Photo: Aleksander Stokke Båtnes, NTNU

ノルウェー科学技術大学(NTNU)の研究チームは、産業プロセスから発生する排熱を機械的エネルギーに変換して利用し、同時に汚染水を飲料水へと浄化する技術を開発した。研究成果は、『Desalination』誌に2024年6月7日付で公開されている。

工業プロセスから発生する熱のほとんどは、有効利用されることなく大気中や海洋中に放出されているが、この余剰熱は莫大な資源になる可能性がある。ノルウェーだけでも毎年20tWhの廃熱が発生しており、このエネルギーはノルウェー全世帯の電力消費量の半分に相当するという。

一方、世界の多くの地域では飲料水が不足しており、この課題を解決する技術が求められている。産業界により排出される水は時として汚染されているが、不純物を含んだ水を撥水膜の細孔から蒸発させれば反対側から出てくる凝縮水は飲むことのできる水になる。この手法は、塩のような不揮発性不純物を多く含む水の浄化に適しており、海水の淡水化などにも応用できる。膜の一方で加熱された水は、蒸発し凝縮する際に反対側で熱を放出する。その結果、膜の両側に圧力差が生じる。廃熱を利用して生み出せる温度差は水の汲み上げに利用でき、圧力差はタービンの動力に使用可能な機械的エネルギーとなる。

論文の筆頭著者であるKristiansen氏は博士研究で、水と膜の孔との相互作用や、水が蒸発し孔を通って凝縮される際に生じる現象について調べた。膜の特性と、その特性がプロセス全体に影響を与える理論を構築し、実験的に効果を検証している。その結果、この技術には大きな可能性があると結論づけた。

この研究のそもそものアイデアは、研究成果を実生活に応用するために活動する独立機関である、オランダのTNOによるものだ。TNOは「MemPower(水と電力の同時生産)」と呼ばれるコンセプト実験を実施し、TNOの施設でプロトタイプを作製した。しかし、資金面の問題からTNOでは研究を継続できず、公開研究としてNTNUがプロジェクトを引き継いだ。

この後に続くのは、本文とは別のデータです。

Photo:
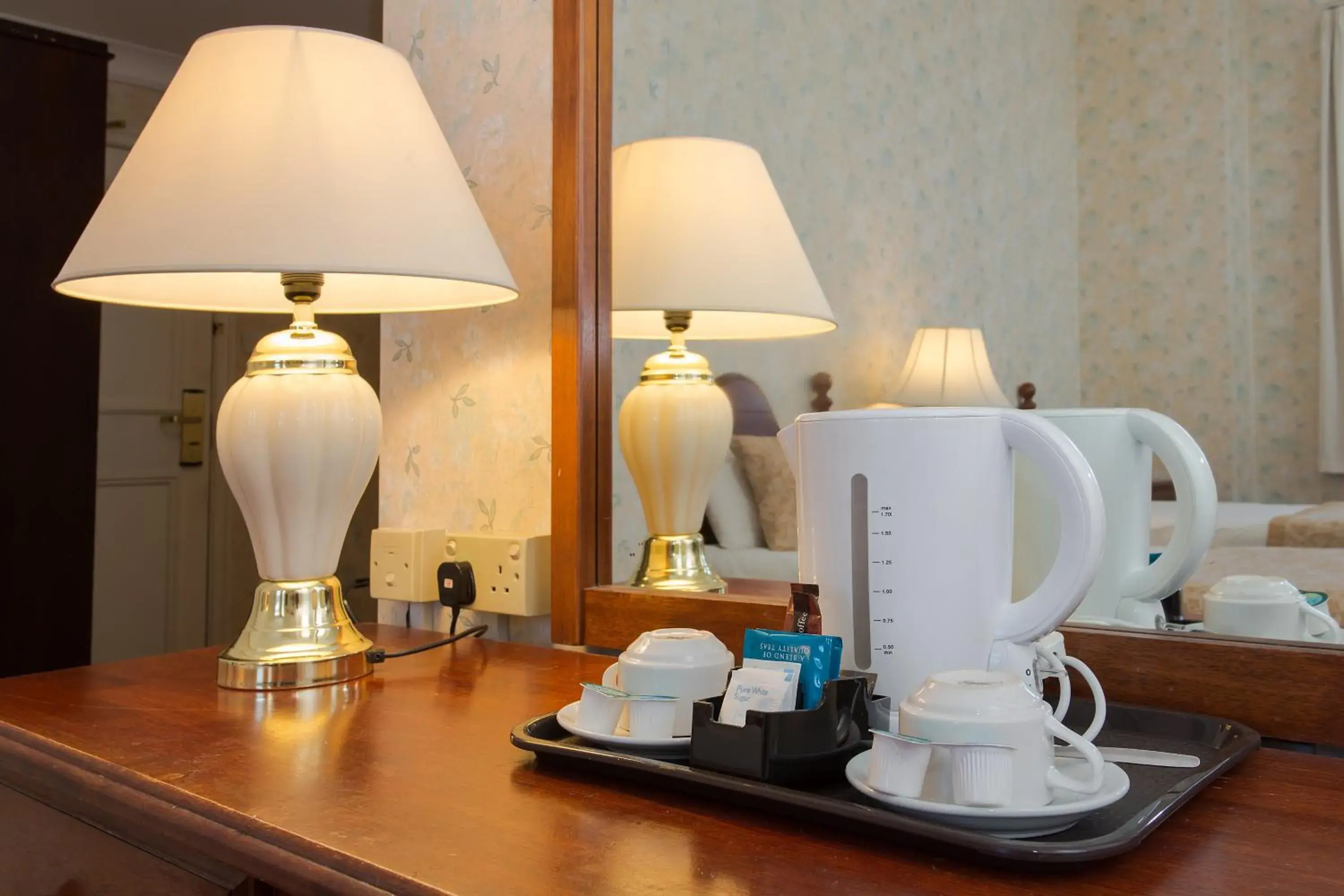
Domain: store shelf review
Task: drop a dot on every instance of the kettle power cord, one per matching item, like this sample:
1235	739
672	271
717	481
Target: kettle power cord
456	590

産業界は膜蒸留のコンセプトに関心を示しているものの、現状ではパイロットプラントの設置は世界でも数件しかない。その理由として、過酷な工業環境下における膜の寿命など、膜技術に関する実際的な課題があるとKristiansen氏は考えているという。「これらの課題を解決し、この技術を産業化するために、学術界と産業界の両方で多くの国際的な研究が行われています」とKristiansen氏は述べている。